The deal, mediated by Senegalese President Abdoulaye Wade and signed on the sidelines of the Organization of the Islamic Conference (OIC) summit, is the latest effort to achieve peace after Sudan and Chad have repeatedly breached a number of bilateral peace agreements and blamed each other for supporting the neighbor's rebels.
The Dakar Accord reiterated the concerning parties' respect forthose peace deals respectively reached in Tripoli in February 2006,in Khartoum in August 2006, in Cannes in February 2007 and in Riyadh in May 2007.
The deal called on the international community to adopt all necessary measures to set up a peace and security force to guard and observe the joint security operations in the Sudan-Chad border.
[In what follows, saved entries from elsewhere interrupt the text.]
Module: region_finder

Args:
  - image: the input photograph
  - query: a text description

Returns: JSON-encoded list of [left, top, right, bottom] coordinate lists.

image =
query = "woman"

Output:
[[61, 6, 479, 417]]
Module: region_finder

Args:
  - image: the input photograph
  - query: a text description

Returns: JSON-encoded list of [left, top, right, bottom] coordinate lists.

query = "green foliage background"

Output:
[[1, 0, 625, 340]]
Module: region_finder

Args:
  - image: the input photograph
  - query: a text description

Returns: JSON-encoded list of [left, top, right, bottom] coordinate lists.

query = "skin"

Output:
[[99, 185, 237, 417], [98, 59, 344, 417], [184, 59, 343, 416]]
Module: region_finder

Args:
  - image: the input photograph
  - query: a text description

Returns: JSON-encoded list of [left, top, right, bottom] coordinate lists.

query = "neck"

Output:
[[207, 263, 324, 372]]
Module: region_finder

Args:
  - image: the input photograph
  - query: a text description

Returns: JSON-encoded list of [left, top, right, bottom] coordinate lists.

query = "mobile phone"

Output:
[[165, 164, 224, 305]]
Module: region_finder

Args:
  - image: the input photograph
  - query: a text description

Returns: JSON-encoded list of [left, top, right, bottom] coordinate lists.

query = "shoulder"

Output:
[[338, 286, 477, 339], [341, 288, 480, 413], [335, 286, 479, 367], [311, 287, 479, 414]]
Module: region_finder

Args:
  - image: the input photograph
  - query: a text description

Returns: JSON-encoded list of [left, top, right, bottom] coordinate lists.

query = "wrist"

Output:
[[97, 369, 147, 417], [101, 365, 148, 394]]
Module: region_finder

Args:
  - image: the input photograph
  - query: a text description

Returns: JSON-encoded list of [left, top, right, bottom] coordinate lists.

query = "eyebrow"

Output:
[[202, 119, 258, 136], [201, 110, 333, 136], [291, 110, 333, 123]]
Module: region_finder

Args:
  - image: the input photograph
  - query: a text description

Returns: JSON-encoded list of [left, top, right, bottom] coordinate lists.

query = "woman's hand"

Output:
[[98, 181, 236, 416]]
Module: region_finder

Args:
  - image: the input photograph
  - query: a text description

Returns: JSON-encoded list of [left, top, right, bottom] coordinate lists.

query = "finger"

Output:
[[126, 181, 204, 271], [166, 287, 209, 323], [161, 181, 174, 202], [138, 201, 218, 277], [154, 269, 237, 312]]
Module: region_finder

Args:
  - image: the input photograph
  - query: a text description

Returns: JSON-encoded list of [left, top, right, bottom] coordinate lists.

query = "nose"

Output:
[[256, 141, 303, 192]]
A contact group will also be set up, according to the deal, to convene every month to track, monitor and implement the deal.
The accord also pledges to ban all activities of armed groups and to ban the use of the other's territory for destabilization purposes.
Those also present at the signing ceremony were UN Secretary-General Ban Ki-moon, former African Union (AU) Commission Chairman Oumar Konare, Tanzanian President and AU Chairman Jakaya Mrisho Kikwete, Gabonese President Hadj Omar BongoOndimba, OIC Secretary-General Ekmeleddin Ihsanoglu, and representatives from the European Union (EU), the United States and France.
Sudanese Foreign Minister Deng Alor expressed his optimism for a Sudan-Chad peace after the signing ceremony.
"This agreement is going to work," he told reporters. "This is the first time for the OIC to cooperate with the AU and the UN to bring two opposing countries to agreements, (and) this cooperation is very good," he said.
"We hope the summit will bring lasting peace to the African region, which unfortunately has been deeply affected for many years," said Wade, president of the talks' host country, when he first announced his plans to hold mediation talks in Dakar between his Chadian and Sudanese counterparts in a bid to restore peace.